Thu. Nov 13th, 2025

When President Emmerson Mnangagwa visited the Dubai Police General Headquarters recently, he came face-to-face with the future. He was shown artificial intelligence systems managing police patrols without a single human involved. He stood in awe. But it was his own words that hit harder than anything else. He admitted that Zimbabwe is “almost 1000 years behind in terms of technology” compared to Dubai.

That statement, while clearly an exaggeration, paints a painful picture. Zimbabwe is not just behind—it is frozen in time, stuck in a system that cannot keep up with the rest of the world. This is not just a technology problem. It is a leadership problem. It is a vision problem. And it is one created by the very people now pretending to be shocked by it.

While Dubai races ahead with artificial intelligence, smart infrastructure, and digital services, Zimbabwe struggles with basic internet access. Where Dubai is using data and innovation to run a city, Zimbabwe is still fighting corruption in simple service delivery. Our leaders talk about the future, but continue to rule like it’s the past.

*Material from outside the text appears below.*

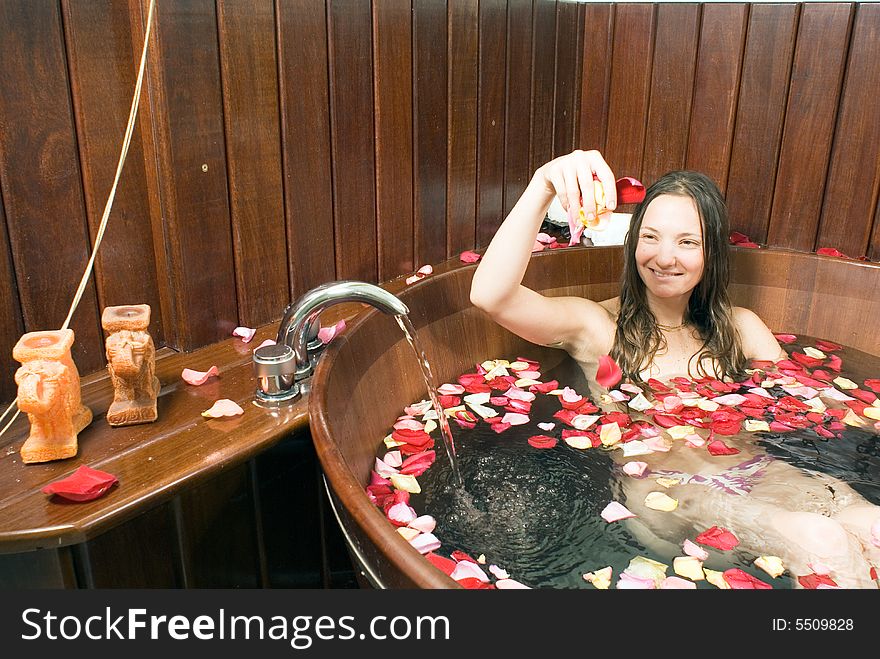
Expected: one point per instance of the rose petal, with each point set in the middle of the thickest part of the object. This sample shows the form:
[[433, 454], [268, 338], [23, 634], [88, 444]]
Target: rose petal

The digital gap between Zimbabwe and developed nations is not new. It has been widening for decades. But it is only now, when Mnangagwa walks through the glossy corridors of Dubai’s high-tech command centres, that he admits how far behind we are. Why? Because it embarrasses him. But embarrassment is not enough. What Zimbabwe needs is leadership that understands technology, invests in it, and allows innovation to grow freely.

Innovation doesn’t just happen because a president says he wants it. It comes from an environment that supports new ideas, young minds, and bold experiments. Zimbabwe doesn’t have that. We have tight control, censorship, and fear. We have brain drain, where our best engineers and developers leave the country because they know they cannot grow here. We have an education system that is outdated, underfunded, and disconnected from the demands of the digital age.

STEM—science, technology, engineering, and maths—should be the core of our schools. Instead, our children are forced to learn under trees, with no electricity, no labs, no internet, and no hope. Research is almost dead. Innovation is left to a few startups who fight daily battles just to survive. There is no serious investment from the state, and the private sector is too scared or too small to make a difference.

If Mnangagwa really believes we are 1000 years behind, what is he doing to change it? It is not enough to travel to Dubai and take selfies with robots. He must look inward and see how his own government has failed to create the space for Zimbabwe to grow. He must accept that the same system he defends is the one choking the life out of progress.

The solution is not rocket science. Zimbabwe must invest heavily in its young people. It must support innovation hubs, science labs, and digital startups. It must stop criminalising freedom of speech and expression—because tech innovation thrives in a free and open society. It must offer real incentives for research and development. It must fix the electricity crisis, improve broadband infrastructure, and allow tech entrepreneurs to work without interference.

We cannot keep saying we want to be like Dubai, while behaving like North Korea. Zimbabwe must pick a side—either join the 21st century or stay trapped in the past.

Mnangagwa’s trip to Dubai could be a wake-up call. But only if he stops using these visits as photo opportunities and starts building something real back home. It’s time to stop admiring progress from a distance. Zimbabwe has the talent. What we lack is political will, good governance, and serious commitment to real change.

Until that happens, the digital age will keep moving forward, and Zimbabwe will keep falling behind—one year, one decade, one century at a time.